ST Matrona of Thessalonika
The headline for St. Matrona of Thessalonika’s death would have read “Domestic Servant Dies in Domestic Violence Incident in Mistress’s Closet”. As a slave of a Jewish noblewoman (a well-established community in the 4th century) Matrona had to bear the nagging of her mistress not only in terms of housework but in terms of conversion. Her mistress would refuse to let her practice her faith, but tried to force her into accepting Judaism. One time when her mistress learned she had attended Church, and when she “talked back” to her by saying she does not attend a synagogue because God had departed from there, she beat her, tied her and locked her in a dark closet without food or water. The next morning Matrona was found at her usual chores; she had been released from bondage and the closet.
The mistress kept putting her in the closet with more extreme acts of starvation. One day, two days, four days went by without food and drink. But somehow, when she opened the door she would find Matrona released from the ropes and in prayer. This would put her into more rage until that one fateful day when she flogged her so much her skin was cut in strips. Alas, she gave up the ghost in the closet.
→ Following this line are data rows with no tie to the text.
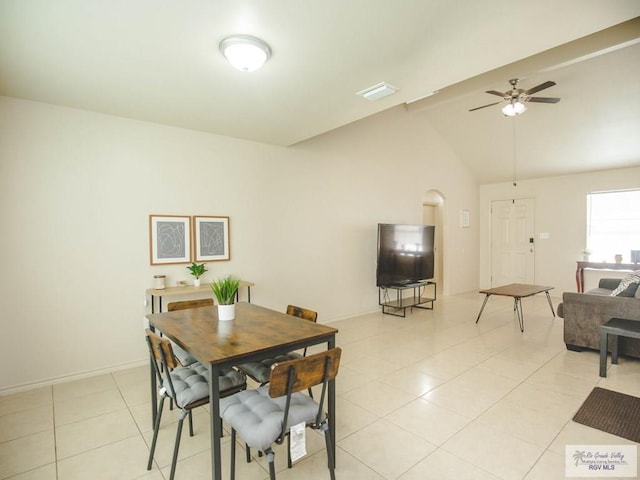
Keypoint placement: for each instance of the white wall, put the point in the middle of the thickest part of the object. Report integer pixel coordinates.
(76, 189)
(561, 211)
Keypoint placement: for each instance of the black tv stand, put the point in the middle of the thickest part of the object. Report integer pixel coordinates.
(401, 303)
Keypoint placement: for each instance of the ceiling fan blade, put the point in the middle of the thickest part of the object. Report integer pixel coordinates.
(543, 100)
(484, 106)
(542, 86)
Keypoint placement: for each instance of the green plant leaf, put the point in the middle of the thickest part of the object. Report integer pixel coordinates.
(225, 290)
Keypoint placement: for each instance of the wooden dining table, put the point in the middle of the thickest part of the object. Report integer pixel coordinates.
(255, 333)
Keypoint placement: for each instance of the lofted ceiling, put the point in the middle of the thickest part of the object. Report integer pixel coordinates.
(158, 61)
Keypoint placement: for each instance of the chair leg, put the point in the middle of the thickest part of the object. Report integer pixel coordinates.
(330, 458)
(271, 458)
(156, 428)
(174, 460)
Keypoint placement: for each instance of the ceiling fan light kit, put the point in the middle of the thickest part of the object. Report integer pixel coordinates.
(514, 100)
(244, 52)
(513, 108)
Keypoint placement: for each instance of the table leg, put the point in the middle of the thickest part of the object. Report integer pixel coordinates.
(614, 350)
(216, 424)
(154, 392)
(603, 354)
(482, 308)
(331, 406)
(550, 304)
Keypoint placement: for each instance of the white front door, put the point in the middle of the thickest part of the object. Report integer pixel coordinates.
(512, 242)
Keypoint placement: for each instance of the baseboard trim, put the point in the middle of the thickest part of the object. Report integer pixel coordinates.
(71, 377)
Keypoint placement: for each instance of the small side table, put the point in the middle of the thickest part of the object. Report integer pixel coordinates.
(617, 327)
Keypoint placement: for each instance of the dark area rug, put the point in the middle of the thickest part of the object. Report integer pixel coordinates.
(611, 412)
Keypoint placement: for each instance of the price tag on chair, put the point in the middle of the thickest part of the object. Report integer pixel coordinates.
(298, 441)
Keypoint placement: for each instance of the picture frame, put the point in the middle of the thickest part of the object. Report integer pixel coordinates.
(169, 239)
(211, 238)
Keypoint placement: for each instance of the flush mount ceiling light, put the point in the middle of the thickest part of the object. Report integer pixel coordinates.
(377, 91)
(244, 52)
(513, 108)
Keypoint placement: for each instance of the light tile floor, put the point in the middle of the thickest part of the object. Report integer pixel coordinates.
(430, 396)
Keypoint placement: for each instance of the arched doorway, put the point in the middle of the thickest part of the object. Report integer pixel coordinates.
(433, 214)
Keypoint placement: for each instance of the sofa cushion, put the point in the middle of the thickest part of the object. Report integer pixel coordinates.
(628, 281)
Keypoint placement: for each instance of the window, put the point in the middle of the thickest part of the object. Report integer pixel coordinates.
(613, 224)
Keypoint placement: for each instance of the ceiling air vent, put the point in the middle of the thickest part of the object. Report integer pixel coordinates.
(377, 91)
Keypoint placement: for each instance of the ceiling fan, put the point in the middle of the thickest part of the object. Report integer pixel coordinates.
(517, 97)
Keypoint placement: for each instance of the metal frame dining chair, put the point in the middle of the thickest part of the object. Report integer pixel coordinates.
(187, 387)
(264, 416)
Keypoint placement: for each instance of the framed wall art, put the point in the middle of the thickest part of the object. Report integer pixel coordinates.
(211, 238)
(170, 239)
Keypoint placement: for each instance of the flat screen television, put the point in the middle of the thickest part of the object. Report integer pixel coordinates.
(405, 254)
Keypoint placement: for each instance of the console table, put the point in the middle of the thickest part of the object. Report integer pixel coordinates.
(205, 288)
(600, 266)
(402, 303)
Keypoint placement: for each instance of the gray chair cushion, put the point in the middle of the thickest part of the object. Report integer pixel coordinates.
(185, 358)
(258, 418)
(192, 383)
(261, 371)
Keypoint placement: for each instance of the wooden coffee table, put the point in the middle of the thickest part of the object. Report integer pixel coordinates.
(518, 291)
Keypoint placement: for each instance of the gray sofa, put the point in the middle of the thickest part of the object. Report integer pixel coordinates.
(583, 314)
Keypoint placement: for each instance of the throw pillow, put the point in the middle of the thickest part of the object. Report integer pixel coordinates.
(627, 282)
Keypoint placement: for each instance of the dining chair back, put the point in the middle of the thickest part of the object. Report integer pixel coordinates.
(187, 387)
(264, 416)
(185, 304)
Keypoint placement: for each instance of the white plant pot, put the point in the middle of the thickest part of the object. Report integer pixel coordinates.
(226, 312)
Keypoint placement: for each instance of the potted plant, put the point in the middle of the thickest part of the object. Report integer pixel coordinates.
(197, 270)
(225, 291)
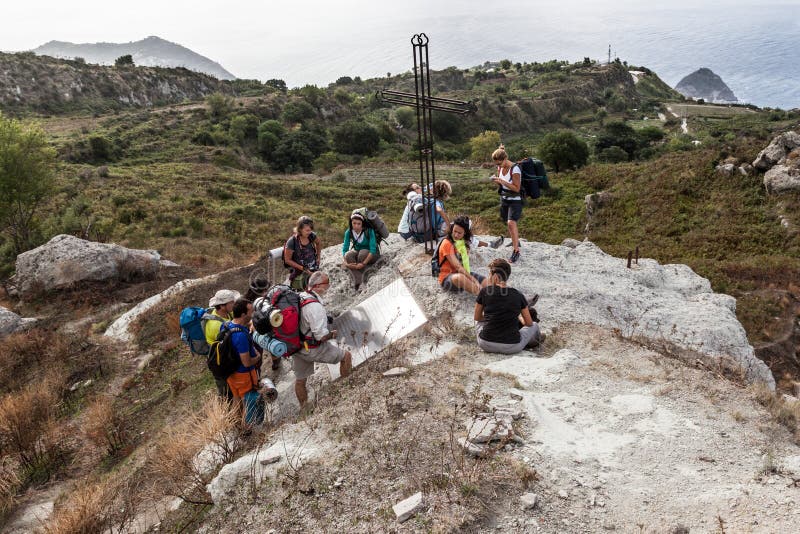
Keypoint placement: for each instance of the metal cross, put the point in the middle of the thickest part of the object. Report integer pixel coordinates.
(424, 104)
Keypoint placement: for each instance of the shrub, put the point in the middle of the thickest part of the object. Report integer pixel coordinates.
(356, 137)
(482, 145)
(297, 111)
(612, 154)
(405, 116)
(104, 426)
(218, 106)
(563, 150)
(27, 163)
(244, 127)
(124, 61)
(297, 151)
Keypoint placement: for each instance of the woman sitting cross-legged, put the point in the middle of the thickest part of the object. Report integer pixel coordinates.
(360, 248)
(454, 272)
(504, 319)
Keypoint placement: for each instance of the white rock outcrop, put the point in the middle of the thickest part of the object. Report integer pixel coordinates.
(668, 307)
(777, 150)
(66, 260)
(10, 322)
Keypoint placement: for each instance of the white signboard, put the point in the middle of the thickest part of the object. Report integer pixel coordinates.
(388, 315)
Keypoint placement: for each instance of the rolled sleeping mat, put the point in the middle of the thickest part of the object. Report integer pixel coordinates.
(378, 223)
To get rid of the body, the mistress flung it from her roof top (sure, that was a great way to get rid of evidence in those days). Fellow Christians collected her badly broken body and eventually a church was erected in her honor. As for the evil Jewish mistress, she got her just deserts. She stumbled at the very place she had flung Matrona’s body on the roof and broke her body and died on the spot. What goes around, comes around.